Kritik musste sich Scholz allerdings auch von den Grünen im EU-Parlament anhören. Ko-Fraktionschefin Terry Reintke monierte, es gebe auf EU-Ebene „einiges zu kitten“. Man müsse Scholz jedes einzelne Element der verkündeten Zeitenwende mühsam abringen. Scholz lasse laufen, statt sich klar zu positionieren, kritisierte sie ebenfalls. „Ich muss ganz ehrlich sagen, Herr Bundeskanzler, das Bild von Ihnen als Kanzler, der liefert, das ist in den letzten Monaten leider verblasst.“

Enttäuschte Erwartungen

Reintkes Fraktionskollege Rasmus Andresen sprach von einer vertanen Chance: „Wir brauchen einen Bundeskanzler, der leidenschaftlich für unsere europäische Demokratie kämpft und bereit ist, über seinen Schatten zu springen.“

Der Volt-Abgeordnete Damian Boeselager räumte ebenfalls ein, dass er sich zu Beginn von Scholz’ Kanzlerschaft „mehr erhofft“ habe. Die Schwäche der Ampel sei bei Themen wie Verbrenner-Aus, Ukraine-Hilfe und Schuldenregeln offensichtlich, es fehle ein Einsatz für die Weiterentwicklung Europas. Dabei sei der Koalitionsvertrag, betonte Boeselager nach der Rede im Parlament, doch „vielversprechend“ gewesen.

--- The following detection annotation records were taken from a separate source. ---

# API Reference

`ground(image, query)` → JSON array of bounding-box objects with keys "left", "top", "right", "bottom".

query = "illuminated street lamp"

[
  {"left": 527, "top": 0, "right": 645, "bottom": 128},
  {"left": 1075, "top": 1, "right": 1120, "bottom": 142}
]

Bundeskanzler Olaf Scholz hat in einer Rede vor dem Europäischen Parlament eine stärker geopolitisch ausgerichtete EU gefordert, zu der auch neue Freihandelsabkommen und die Aufnahme weiterer Länder gehören. Scholz musste in Straßburg allerdings einiges an Kritik einstecken – auch aus Reihen der Ampel-Parteien.